Novos estudos sugerem que suplementação de Vitamina D pode reduzir risco de infecção e morte por COVID-19 e outras infecções respiratórias virais. Em face de tais benefícios imunológicos, alguns grupos com fatores de risco capazes de influenciar um pior prognóstico, como portadores de doenças crônicas, doenças osteometabólicas, gestantes, obesos, profissionais de saúde e, principalmente, idosos, podem obter benefícios através da análise de níveis séricos de vitamina D com posterior suplementação.

Discussão

Revisões recentes indicam que altas concentrações séricas de 25 (OH)D podem reduzir risco de infecções agudas do trato respiratório, incluindo influenza, pneumonia e coronavírus, principalmente em países onde o inverno é rigoroso e gera uma baixa exposição solar. Para tal benefício, a suplementação deve ser realizada meses antes do inverno, visando alcançar níveis séricos na faixa entre 20-30ng/ml, na qual já existe ganho imunológico.

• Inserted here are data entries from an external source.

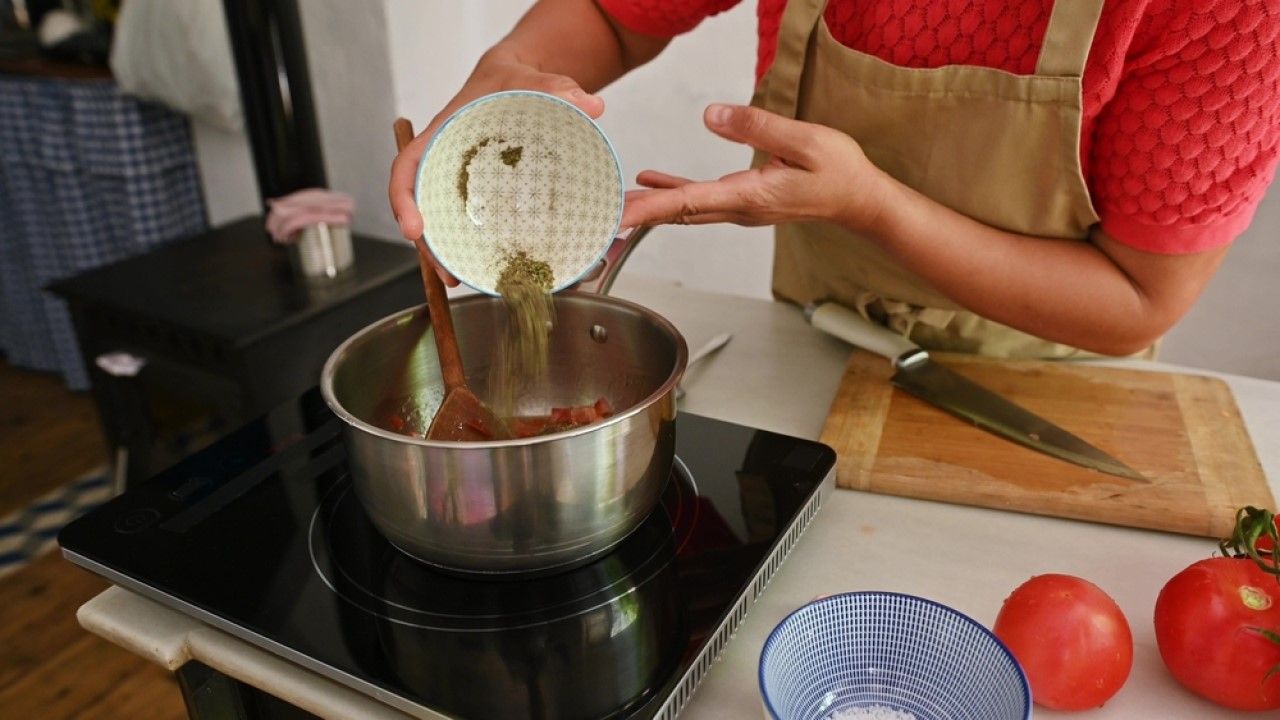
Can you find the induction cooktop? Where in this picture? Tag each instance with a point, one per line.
(260, 534)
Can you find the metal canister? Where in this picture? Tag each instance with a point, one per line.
(321, 251)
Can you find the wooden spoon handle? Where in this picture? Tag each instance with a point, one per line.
(437, 296)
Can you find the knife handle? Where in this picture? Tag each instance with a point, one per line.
(855, 329)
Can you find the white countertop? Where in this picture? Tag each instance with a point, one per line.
(780, 374)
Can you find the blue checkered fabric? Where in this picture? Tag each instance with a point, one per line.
(87, 177)
(32, 531)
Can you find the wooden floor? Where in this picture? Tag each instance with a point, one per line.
(50, 668)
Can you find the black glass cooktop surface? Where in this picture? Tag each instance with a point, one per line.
(263, 536)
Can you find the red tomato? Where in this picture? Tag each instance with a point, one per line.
(1207, 627)
(1070, 638)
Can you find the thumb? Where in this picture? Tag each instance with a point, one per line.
(776, 135)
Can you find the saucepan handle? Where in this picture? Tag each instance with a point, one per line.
(600, 279)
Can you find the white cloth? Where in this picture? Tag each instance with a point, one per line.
(178, 53)
(287, 215)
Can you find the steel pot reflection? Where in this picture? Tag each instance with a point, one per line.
(525, 650)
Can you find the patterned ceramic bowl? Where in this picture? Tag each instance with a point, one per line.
(515, 172)
(888, 655)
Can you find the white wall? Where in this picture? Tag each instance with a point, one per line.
(351, 78)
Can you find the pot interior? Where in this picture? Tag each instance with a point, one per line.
(600, 347)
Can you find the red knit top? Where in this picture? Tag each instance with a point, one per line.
(1182, 98)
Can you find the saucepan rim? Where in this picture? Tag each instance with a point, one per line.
(668, 386)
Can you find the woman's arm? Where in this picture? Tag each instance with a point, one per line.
(1100, 295)
(567, 48)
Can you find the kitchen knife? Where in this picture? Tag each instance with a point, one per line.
(936, 384)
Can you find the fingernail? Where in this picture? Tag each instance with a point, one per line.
(718, 114)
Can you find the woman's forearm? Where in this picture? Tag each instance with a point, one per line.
(1100, 295)
(575, 39)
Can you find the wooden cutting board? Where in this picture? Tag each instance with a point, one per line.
(1183, 432)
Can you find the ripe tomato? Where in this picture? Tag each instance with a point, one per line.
(1207, 627)
(1070, 638)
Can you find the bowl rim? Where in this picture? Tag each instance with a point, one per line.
(832, 598)
(502, 95)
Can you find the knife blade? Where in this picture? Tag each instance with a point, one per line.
(940, 386)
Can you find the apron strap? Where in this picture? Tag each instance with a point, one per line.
(780, 90)
(1068, 37)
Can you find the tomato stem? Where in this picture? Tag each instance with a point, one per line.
(1251, 524)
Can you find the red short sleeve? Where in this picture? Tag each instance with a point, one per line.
(1185, 149)
(663, 18)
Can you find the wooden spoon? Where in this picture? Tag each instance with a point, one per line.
(462, 417)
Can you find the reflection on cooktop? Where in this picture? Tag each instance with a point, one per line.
(366, 570)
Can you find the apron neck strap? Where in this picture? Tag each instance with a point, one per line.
(1064, 50)
(780, 89)
(1068, 37)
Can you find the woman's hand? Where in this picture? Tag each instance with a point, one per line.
(494, 73)
(813, 173)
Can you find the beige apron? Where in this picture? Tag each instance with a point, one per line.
(1000, 147)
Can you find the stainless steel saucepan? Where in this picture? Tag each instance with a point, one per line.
(519, 505)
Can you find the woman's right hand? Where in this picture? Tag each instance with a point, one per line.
(496, 72)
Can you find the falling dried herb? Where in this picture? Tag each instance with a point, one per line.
(525, 286)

No entanto, tais estudos incluíram pacientes com níveis séricos basais de vitamina D já dentro da normalidade e que apresentaram ganhos imunológicos consideráveis, mas não capazes de inferir um melhor prognóstico da infecção viral causado pela suplementação.

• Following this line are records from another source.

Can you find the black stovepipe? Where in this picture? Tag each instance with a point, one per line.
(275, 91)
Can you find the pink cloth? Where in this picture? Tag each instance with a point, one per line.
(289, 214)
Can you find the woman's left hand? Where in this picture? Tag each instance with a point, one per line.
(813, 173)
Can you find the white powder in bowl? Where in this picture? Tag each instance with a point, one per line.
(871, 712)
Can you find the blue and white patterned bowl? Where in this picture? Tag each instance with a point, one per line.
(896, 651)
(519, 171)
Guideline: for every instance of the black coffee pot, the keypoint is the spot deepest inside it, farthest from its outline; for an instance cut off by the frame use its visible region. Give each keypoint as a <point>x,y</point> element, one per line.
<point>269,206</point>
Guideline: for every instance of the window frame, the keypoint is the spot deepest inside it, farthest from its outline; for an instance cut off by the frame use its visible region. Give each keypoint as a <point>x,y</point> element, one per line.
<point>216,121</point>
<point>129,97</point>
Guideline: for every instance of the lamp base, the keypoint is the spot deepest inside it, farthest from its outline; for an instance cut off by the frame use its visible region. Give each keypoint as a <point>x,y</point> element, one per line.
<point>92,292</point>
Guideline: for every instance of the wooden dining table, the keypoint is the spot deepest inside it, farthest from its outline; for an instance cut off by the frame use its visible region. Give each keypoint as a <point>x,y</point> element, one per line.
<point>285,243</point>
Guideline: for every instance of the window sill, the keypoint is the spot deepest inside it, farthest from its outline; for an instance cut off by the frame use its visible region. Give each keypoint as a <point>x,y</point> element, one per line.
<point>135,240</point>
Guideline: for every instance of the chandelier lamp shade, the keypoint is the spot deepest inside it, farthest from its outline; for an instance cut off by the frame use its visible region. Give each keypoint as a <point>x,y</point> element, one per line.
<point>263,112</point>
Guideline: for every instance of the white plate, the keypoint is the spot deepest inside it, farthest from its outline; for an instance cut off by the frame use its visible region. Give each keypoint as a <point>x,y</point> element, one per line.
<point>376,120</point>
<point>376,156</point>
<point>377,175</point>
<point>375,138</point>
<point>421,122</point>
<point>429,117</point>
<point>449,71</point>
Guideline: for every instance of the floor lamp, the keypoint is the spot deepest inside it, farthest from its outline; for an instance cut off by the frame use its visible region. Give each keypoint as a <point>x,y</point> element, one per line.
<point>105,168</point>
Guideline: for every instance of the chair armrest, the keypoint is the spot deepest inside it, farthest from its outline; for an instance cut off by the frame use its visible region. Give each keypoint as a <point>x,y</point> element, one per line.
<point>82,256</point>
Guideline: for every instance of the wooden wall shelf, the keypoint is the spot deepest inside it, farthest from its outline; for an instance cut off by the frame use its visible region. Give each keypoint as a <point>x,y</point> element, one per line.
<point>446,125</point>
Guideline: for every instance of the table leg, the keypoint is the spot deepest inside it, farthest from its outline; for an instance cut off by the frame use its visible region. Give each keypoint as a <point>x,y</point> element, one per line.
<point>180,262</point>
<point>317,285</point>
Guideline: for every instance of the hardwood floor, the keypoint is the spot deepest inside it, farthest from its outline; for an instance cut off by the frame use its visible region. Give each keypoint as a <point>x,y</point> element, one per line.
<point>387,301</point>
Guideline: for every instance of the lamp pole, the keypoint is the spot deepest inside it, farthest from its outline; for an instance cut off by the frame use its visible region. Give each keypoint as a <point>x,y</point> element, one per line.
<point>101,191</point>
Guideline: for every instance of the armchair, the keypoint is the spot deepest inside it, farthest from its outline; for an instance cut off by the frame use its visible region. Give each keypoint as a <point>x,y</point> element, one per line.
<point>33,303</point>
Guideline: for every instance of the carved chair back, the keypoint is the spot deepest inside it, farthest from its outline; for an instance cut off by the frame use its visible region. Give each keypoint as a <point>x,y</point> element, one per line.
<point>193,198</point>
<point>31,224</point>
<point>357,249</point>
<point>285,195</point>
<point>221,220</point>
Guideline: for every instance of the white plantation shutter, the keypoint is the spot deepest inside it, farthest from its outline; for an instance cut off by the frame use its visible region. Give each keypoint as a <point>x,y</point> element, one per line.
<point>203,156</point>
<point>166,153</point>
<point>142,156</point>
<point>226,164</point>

Nos estudos que incluíram pacientes com níveis insuficientes, foi possível observar que tal benefício imunológico foi mais expressivo, mas só alcançado quando nível sérico, após suplementação, estava na faixa entre 40-60ng/ml. Para alcançar tal nível, ingesta de 2.000-5.000 Ui/dia de vitamina D se mostrou suficiente.

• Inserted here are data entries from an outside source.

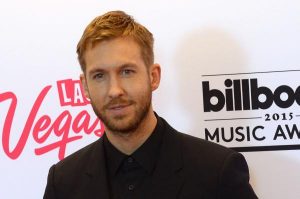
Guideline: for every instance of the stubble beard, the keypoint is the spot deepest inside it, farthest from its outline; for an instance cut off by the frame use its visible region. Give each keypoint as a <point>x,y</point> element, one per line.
<point>116,125</point>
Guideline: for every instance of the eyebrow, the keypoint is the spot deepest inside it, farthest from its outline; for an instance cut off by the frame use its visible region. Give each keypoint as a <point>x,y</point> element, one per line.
<point>125,65</point>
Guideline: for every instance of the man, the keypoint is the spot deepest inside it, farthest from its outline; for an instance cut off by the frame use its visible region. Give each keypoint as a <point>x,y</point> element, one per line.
<point>140,155</point>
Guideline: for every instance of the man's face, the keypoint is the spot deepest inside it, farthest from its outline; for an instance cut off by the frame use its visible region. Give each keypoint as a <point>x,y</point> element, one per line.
<point>119,84</point>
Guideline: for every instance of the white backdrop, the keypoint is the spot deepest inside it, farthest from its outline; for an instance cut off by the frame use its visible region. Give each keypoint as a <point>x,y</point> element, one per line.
<point>195,41</point>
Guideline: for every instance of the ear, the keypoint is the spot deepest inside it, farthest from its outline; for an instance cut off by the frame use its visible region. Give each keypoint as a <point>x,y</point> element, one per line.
<point>84,85</point>
<point>155,76</point>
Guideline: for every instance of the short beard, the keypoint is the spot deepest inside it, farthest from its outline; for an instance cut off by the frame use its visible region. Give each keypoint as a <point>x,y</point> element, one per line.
<point>132,125</point>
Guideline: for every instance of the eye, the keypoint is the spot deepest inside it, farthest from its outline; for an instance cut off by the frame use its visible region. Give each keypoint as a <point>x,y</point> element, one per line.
<point>98,76</point>
<point>127,72</point>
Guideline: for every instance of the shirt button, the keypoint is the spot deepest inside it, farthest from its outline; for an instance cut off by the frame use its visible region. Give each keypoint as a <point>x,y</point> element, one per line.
<point>130,160</point>
<point>131,187</point>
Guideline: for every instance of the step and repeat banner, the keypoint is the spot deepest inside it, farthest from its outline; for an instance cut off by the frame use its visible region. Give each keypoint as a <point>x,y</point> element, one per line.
<point>230,75</point>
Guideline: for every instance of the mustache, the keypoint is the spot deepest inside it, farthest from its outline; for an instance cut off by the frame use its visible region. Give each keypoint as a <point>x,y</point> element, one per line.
<point>118,102</point>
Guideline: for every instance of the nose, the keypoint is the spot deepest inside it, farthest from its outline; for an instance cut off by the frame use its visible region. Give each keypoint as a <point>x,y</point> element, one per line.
<point>115,88</point>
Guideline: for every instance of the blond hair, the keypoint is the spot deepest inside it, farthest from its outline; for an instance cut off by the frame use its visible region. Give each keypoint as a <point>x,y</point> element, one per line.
<point>111,25</point>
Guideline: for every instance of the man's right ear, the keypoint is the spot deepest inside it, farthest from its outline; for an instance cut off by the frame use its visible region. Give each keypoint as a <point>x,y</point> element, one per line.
<point>84,85</point>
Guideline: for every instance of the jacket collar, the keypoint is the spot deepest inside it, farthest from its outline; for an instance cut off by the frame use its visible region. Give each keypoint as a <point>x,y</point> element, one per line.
<point>166,181</point>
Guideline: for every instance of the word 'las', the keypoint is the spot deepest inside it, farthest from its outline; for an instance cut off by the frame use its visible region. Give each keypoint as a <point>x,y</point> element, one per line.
<point>41,127</point>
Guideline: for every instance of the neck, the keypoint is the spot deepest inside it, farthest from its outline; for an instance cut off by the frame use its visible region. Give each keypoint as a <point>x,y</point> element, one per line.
<point>129,142</point>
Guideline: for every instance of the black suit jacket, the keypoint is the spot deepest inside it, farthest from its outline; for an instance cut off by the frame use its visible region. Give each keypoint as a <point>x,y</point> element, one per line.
<point>187,168</point>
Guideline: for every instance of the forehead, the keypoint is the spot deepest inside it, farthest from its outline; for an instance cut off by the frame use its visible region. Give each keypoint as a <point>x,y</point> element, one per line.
<point>113,53</point>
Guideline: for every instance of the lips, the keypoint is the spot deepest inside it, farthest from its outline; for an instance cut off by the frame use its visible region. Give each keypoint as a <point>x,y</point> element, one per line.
<point>118,106</point>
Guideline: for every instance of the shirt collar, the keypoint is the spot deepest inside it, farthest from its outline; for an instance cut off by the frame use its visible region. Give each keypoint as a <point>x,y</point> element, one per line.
<point>146,155</point>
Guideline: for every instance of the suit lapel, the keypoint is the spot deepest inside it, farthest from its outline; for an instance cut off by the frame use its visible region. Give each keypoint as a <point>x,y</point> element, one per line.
<point>96,175</point>
<point>167,180</point>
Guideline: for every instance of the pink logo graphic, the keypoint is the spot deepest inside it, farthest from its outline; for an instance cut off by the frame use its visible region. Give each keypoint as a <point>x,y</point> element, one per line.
<point>65,127</point>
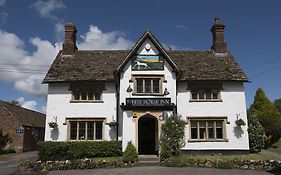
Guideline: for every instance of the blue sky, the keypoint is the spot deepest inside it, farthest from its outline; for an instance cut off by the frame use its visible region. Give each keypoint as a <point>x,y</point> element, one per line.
<point>31,33</point>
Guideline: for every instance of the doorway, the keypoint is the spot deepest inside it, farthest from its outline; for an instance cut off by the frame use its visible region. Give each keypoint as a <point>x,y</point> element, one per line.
<point>147,135</point>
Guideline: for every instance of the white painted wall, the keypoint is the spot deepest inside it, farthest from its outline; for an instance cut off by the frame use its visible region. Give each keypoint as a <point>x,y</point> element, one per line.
<point>58,104</point>
<point>233,103</point>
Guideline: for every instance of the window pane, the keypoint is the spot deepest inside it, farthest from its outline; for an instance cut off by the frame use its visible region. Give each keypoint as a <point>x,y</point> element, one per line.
<point>147,86</point>
<point>156,86</point>
<point>84,95</point>
<point>90,130</point>
<point>211,130</point>
<point>90,95</point>
<point>219,129</point>
<point>215,94</point>
<point>208,94</point>
<point>82,129</point>
<point>97,95</point>
<point>202,130</point>
<point>76,95</point>
<point>139,86</point>
<point>194,94</point>
<point>73,130</point>
<point>201,94</point>
<point>194,130</point>
<point>99,130</point>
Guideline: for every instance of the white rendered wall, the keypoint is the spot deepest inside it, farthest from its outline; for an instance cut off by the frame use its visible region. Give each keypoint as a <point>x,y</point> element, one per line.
<point>58,104</point>
<point>233,104</point>
<point>126,121</point>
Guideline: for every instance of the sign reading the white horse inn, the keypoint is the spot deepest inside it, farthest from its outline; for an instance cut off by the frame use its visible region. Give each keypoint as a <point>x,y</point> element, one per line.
<point>147,62</point>
<point>148,101</point>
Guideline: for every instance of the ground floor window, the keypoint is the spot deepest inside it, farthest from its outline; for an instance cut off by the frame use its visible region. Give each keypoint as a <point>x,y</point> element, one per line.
<point>85,129</point>
<point>208,129</point>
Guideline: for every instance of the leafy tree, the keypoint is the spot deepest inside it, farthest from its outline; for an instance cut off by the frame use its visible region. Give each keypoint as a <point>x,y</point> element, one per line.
<point>130,155</point>
<point>256,132</point>
<point>277,104</point>
<point>172,139</point>
<point>267,115</point>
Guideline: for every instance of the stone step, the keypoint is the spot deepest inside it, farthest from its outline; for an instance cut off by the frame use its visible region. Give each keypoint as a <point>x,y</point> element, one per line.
<point>149,158</point>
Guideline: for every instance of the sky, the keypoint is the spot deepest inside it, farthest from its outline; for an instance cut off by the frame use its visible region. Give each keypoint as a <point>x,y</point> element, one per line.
<point>32,32</point>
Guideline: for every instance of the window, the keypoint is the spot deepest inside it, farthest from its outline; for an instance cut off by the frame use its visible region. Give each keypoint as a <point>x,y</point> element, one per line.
<point>148,85</point>
<point>86,129</point>
<point>86,92</point>
<point>207,129</point>
<point>205,94</point>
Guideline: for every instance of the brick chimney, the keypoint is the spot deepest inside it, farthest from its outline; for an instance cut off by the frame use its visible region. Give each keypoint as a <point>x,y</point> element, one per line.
<point>69,45</point>
<point>219,45</point>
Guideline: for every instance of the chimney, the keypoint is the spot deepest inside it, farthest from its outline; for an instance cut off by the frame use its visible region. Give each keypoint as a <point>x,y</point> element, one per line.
<point>69,45</point>
<point>219,45</point>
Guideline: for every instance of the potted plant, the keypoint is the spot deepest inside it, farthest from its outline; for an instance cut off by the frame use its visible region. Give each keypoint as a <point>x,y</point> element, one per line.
<point>240,122</point>
<point>53,124</point>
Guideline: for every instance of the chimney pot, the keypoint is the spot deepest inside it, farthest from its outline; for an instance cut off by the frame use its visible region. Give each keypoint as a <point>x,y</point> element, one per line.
<point>219,45</point>
<point>69,45</point>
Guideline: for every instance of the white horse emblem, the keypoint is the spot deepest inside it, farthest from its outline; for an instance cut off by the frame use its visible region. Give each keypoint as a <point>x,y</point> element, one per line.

Revisão de literatura recente indicou ser razoável suplementação com vitamina D, pois a ingestão suplementar aumenta os níveis séricos de maneira que apenas a exposição solar não é capaz. Tal suplementação foi realizada através da ingesta diária de 10.000Ui de vitamina D por um mês e, após, manutenção diária com 5.000 Ui, visando estabilizar nível sérico entre 40-60ng/ml. É importante frisar que tal suplementação, quando realizada até 10.000Ui/dia, não foi capaz de gerar nenhuma toxicidade, como hipercalcemia induzida por vitamina D.

A maioria dos países não possui protocolos que suportem a suplementação de vitamina D como tratamento aliado no combate às infecções virais. A hipótese de que a suplementação pode reduzir risco e incidência da COVID-19 deve ser melhor investigada em ensaios adequados para determinar doses corretas, concentrações séricas desejadas e presença de segurança.

Com melhores desenhos de estudos intervencionistas será possível elucidar os reais benefícios da suplementação de vitamina D nos processos infeciosos virais, bem como propor diretrizes que orientem os profissionais de saúde quanto ao manejo correto e consciente, fazendo com que a comunidade médica ganhe um novo aliado no tratamento e os pacientes a possibilidade de um melhor prognóstico.